Вахтерша показала, куда и как идти, да он и сам знал: в лучшую комнату, куда ж еще. А лучшие комнаты в домах, подобных этому, всегда располагались в бельэтаже, в левом крыле, рядом с большой залой, где и балы задавать можно, и бостончик соорудить, и просто вечерами ходить в сознании собственной значимости, величины и неколебимости.
— Товарищ Тюнгашева занята! — перед этой главной комнатой была другая, небольшая, и в ней сидела гражданка с «Ундервудом» и пяток гражданок так, безо всяких инструментов. Первая, очевидно, была секретарем-порученцем, а остальные — служащими среднего ранга. Низший ранг сюда не допускался вовсе, разве в особые приемные дни. Нет, аппарат — всегда аппарат, как бутылка — всегда бутылка. Неважно, что внутри — вино, зельтерская вода или чистый спирт. Форма важнее содержания, сделал Арехин походя философский вывод.
— Она одна занята или с кем-нибудь?
— У товарища Тюнгашевой сейчас находится товарищ Коллонтай!
— Ах, как хорошо! Они-то обе мне и нужны! — и он прошел мимо секретарши. Вот в чем сила и в чем слабость системы: мелкого человека отсеет и перемелет, а того, кто покрупнее, допустит внутрь, и, как знать, может, даже переварит и встроит в свой организм.
Товарищ Коллонтай и товарищ Тюнгашева смотрели на него, смотрели и не узнавали.
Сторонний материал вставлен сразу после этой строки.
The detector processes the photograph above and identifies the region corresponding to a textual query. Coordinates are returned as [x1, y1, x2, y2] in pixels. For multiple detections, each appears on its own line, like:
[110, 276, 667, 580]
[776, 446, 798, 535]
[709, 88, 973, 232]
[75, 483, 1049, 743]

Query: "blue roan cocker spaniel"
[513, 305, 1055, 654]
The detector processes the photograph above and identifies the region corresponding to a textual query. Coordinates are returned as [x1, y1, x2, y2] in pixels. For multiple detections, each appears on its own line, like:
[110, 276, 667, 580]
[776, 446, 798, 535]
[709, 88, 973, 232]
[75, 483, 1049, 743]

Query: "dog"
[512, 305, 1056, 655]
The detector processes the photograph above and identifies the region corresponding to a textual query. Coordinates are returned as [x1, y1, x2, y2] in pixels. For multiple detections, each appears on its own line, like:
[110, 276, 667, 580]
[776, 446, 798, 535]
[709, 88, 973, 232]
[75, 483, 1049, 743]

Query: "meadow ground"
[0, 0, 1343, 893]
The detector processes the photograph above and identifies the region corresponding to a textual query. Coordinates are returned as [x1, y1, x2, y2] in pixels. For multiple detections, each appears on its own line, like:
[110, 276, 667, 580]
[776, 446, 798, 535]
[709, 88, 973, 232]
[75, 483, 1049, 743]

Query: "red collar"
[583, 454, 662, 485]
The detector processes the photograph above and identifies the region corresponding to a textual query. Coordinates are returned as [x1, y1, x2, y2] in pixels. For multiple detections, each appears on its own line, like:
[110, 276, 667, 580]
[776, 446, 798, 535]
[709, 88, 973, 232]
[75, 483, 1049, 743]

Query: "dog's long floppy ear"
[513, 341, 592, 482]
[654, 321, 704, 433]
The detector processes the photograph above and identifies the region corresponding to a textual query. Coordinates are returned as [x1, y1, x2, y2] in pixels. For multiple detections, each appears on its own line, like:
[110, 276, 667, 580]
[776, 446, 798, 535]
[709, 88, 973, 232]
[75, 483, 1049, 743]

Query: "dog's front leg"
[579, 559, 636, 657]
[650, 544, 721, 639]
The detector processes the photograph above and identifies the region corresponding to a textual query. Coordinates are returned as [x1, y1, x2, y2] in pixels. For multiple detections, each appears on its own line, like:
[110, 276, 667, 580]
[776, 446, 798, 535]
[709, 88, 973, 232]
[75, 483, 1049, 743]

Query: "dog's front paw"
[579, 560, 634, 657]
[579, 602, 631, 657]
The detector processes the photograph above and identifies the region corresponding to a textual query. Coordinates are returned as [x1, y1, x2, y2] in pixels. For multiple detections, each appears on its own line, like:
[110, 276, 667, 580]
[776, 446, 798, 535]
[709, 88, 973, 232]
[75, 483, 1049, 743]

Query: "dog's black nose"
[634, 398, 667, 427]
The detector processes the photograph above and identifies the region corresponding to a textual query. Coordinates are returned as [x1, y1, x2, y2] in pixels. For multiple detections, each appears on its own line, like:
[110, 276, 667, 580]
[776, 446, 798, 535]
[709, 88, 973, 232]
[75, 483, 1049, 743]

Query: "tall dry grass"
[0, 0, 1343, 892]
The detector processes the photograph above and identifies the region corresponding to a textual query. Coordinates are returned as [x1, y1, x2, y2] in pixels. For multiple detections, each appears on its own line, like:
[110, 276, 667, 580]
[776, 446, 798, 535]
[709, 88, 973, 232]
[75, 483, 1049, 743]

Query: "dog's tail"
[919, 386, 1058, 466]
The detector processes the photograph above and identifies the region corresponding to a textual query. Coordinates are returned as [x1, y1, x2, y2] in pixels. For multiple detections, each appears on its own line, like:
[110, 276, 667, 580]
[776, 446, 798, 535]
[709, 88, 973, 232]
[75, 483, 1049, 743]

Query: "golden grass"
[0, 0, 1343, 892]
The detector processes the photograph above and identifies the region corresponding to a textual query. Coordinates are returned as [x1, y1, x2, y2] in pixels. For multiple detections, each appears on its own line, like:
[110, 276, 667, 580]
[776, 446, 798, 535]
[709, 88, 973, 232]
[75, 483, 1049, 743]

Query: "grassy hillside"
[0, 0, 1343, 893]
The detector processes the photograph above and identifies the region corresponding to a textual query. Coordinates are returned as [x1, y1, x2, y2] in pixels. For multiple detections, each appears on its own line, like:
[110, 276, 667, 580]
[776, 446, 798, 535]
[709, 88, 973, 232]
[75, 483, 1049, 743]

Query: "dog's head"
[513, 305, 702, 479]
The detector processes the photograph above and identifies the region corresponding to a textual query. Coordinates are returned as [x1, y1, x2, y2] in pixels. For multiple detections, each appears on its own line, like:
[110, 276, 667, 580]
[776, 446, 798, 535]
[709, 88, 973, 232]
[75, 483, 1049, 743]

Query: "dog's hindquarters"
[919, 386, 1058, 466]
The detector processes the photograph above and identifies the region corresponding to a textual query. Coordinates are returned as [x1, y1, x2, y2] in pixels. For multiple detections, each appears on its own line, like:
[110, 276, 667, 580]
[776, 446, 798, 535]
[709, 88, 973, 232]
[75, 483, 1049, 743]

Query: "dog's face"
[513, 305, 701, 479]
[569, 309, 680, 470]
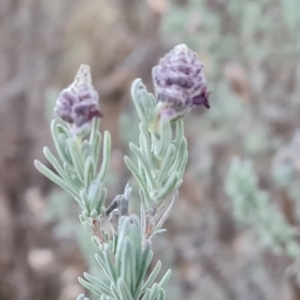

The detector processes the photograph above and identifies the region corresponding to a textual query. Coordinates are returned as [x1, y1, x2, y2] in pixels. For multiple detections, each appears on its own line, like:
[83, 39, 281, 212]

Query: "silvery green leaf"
[84, 156, 95, 187]
[124, 156, 151, 206]
[50, 120, 71, 164]
[139, 261, 161, 297]
[97, 131, 111, 182]
[117, 277, 134, 300]
[158, 269, 172, 288]
[66, 139, 84, 183]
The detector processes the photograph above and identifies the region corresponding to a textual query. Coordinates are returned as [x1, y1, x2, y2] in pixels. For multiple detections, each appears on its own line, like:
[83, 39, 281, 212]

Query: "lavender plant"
[35, 45, 209, 300]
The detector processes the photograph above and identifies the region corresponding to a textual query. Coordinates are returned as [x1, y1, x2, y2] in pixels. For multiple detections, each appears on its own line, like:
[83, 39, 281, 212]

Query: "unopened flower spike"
[54, 65, 102, 133]
[152, 44, 210, 120]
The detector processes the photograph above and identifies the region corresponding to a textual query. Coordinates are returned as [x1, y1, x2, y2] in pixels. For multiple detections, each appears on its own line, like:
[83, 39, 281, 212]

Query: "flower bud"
[152, 44, 210, 119]
[55, 65, 102, 132]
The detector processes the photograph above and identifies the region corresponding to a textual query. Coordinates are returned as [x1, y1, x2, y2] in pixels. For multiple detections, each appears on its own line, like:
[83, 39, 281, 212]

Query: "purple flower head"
[54, 65, 102, 131]
[152, 44, 210, 119]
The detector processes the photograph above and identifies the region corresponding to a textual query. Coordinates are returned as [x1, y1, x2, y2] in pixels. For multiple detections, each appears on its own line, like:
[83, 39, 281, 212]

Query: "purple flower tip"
[55, 65, 102, 131]
[152, 44, 210, 117]
[193, 87, 210, 109]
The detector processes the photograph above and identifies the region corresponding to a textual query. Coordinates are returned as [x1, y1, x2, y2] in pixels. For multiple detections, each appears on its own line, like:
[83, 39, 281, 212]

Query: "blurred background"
[0, 0, 300, 300]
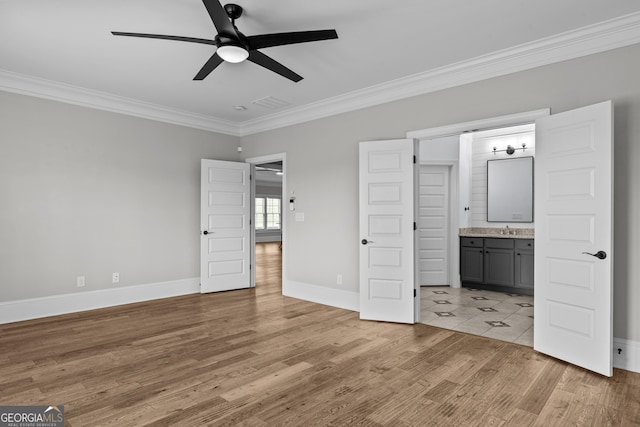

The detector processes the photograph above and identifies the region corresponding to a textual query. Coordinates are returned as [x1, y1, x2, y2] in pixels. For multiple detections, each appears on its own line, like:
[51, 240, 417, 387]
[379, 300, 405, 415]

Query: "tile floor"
[420, 286, 533, 347]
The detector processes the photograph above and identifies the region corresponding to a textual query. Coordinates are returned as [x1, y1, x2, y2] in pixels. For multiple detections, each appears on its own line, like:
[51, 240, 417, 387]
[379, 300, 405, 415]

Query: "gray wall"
[242, 45, 640, 341]
[0, 92, 239, 301]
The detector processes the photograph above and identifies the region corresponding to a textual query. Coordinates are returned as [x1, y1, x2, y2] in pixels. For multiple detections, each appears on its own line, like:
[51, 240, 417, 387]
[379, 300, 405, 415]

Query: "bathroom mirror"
[487, 157, 533, 222]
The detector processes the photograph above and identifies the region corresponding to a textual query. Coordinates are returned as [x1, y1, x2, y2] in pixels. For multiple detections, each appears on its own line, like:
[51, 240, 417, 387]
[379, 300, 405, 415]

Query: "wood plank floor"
[0, 244, 640, 426]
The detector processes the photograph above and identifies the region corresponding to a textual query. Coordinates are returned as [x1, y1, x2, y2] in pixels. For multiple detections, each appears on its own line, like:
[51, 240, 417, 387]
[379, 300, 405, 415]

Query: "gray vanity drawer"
[460, 237, 482, 248]
[516, 239, 533, 250]
[484, 238, 514, 249]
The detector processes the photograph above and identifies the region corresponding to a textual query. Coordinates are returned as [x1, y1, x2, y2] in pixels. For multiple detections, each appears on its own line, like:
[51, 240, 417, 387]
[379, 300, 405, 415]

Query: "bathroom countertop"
[459, 227, 535, 239]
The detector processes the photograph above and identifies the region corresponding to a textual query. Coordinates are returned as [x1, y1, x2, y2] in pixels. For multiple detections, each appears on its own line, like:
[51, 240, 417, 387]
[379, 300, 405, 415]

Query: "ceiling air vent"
[251, 96, 291, 110]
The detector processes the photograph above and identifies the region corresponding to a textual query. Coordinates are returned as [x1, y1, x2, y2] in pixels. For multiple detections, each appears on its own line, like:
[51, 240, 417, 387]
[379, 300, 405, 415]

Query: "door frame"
[244, 153, 288, 292]
[416, 159, 461, 288]
[407, 108, 551, 292]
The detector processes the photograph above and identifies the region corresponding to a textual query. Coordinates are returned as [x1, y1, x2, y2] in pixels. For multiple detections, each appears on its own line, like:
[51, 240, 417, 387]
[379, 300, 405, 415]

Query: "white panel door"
[200, 159, 251, 293]
[418, 165, 450, 286]
[534, 102, 613, 376]
[360, 139, 416, 323]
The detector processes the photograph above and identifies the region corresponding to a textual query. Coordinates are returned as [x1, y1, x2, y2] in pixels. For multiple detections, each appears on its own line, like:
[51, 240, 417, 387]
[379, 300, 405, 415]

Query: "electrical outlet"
[613, 341, 631, 369]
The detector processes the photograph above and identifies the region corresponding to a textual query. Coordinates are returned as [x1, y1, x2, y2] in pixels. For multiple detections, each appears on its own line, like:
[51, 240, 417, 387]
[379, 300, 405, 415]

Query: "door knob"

Так и должно быть: обе близоруки и обе стесняются носить очки.
Арехин поздоровался.
— А, это вы, Александр Александрович, — товарищ Коллонтай знала его и по одному пустяковому делу с шубой, и несколько раз видела в обществе кремлевских вождей. — Вас сюда служба занесла или просто — нелегкая?
— Предчувствие, уважаемая Александра Михайловна, предчувствие. Схватило за руку и повело, не отпуская.
— Предчувствие его не обмануло, — сказала Тюнгашева, борясь за внимание публики, пусть эту публику составляли всего двое. — Вы, товарищ, хоть и мужчина, однако разумом наделены и мужчины — в определенной степени, конечно.
— Надеюсь, — сказал Арехин, ожидая подвоха.
— Как вы относитесь к кастрации?
— Позвольте уточнить, к кастрации кого?
— Всех! А в первую очередь остатков буржуазного слоя!
— Почему ж непременно кастрировать? Кастрация — какая-никакая, а операция. Если делать ее хорошо, это ж сколько врачей потребуется. А они, врачи, как раз и есть остаток буржуазного слоя, поэтому…
— Нет, вы не поняли идеи. Идея в том, что земля перенаселена. Взять ту же воронежскую губернию. Крестьян больше, чем пахотной земли. Отсюда разлад в крестьянской среде. Разлад будит вредные инстинкты — накопительства, желания закабалить ближнего у тех, кто посильнее, и беспробудного пьянства у натур слабых. К тому же не стоит забывать, что большая часть произведенного продукта крестьян, равно как и фабричных рабочих, уходила на содержание буржуазии. Теперь, когда буржуазия стоит на пороге полной и всеобщей ликвидации, возникает вопрос: а что, собственно будет делать освобожденный пролетариат и беднейшее крестьянство? Размножаться безудержно? Вот здесь и встает вопрос о кастврации.